Contemporary datasets often have the number of input variables (p) comparable with or even much larger than the number of samples (n). It has been shown that if p/n does not converge to zero, the classical PCA is not consistent. In other words, if we let k=p in Eq. 1, then the optimal value does not converge to the largest eigenvalue of data population when the sample size n→∞, and the optimal solution does not converge to the direction of maximum variance. But sparse PCA can retain consistency even if \scriptstyle p\gg n.[8]

An Example of Hypothesis Testing in High Dimension using Sparse PCA

More specifically, the k-sparse largest eigenvalue (the optimal value of Eq. 1) can be used to discriminate an isometric model, where every direction has the same variance, from a spiked covariance model in high-dimensional setting.[9] Consider a hypothesis test where the null hypothesis specifies that data X are generated from multivariate normal distributuion with mean 0 and covariance equal to an identity matrix, and the alternative hypothesis specifies that data X is generated from a spiked model with signal strength \theta:


H_0: X \sim N(0, I_p), \quad H_1: X \sim N(0, I_p + \theta v v^T),

where v \in \mathbb{R}^p has only k non-zero coordinates. The largest k-sparse eigenvalue can discriminate the two hypothesis if and only if \theta > \Theta(\sqrt{k \log(p)/n}).

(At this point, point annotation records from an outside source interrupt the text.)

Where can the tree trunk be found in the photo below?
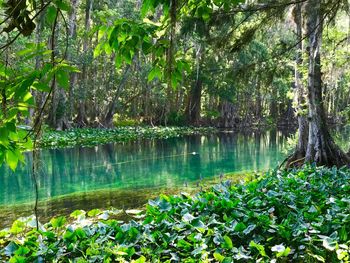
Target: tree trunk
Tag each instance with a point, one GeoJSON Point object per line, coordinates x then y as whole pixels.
{"type": "Point", "coordinates": [72, 33]}
{"type": "Point", "coordinates": [81, 118]}
{"type": "Point", "coordinates": [321, 148]}
{"type": "Point", "coordinates": [301, 147]}
{"type": "Point", "coordinates": [193, 108]}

Since computing k-sparse eigenvalue is NP-hard, one can approximate it by the optimal value of semidefinite programming relaxation (Eq. 3). If that case, we can discriminate the two hypotheses if \theta > \Theta(\sqrt{k^2 \log(p)/n}). The additional \sqrt{k} term cannot be improved by any other polynomical time algorithm if the planted clique conjecture holds.

Software/source code

  • elasticnet – R package for Sparse Estimation and Sparse PCA using Elastic-Nets [10]
  • Scikit-learn – Python library for machine learning which contains Sparse PCA and other techniques in the decomposition module.[11]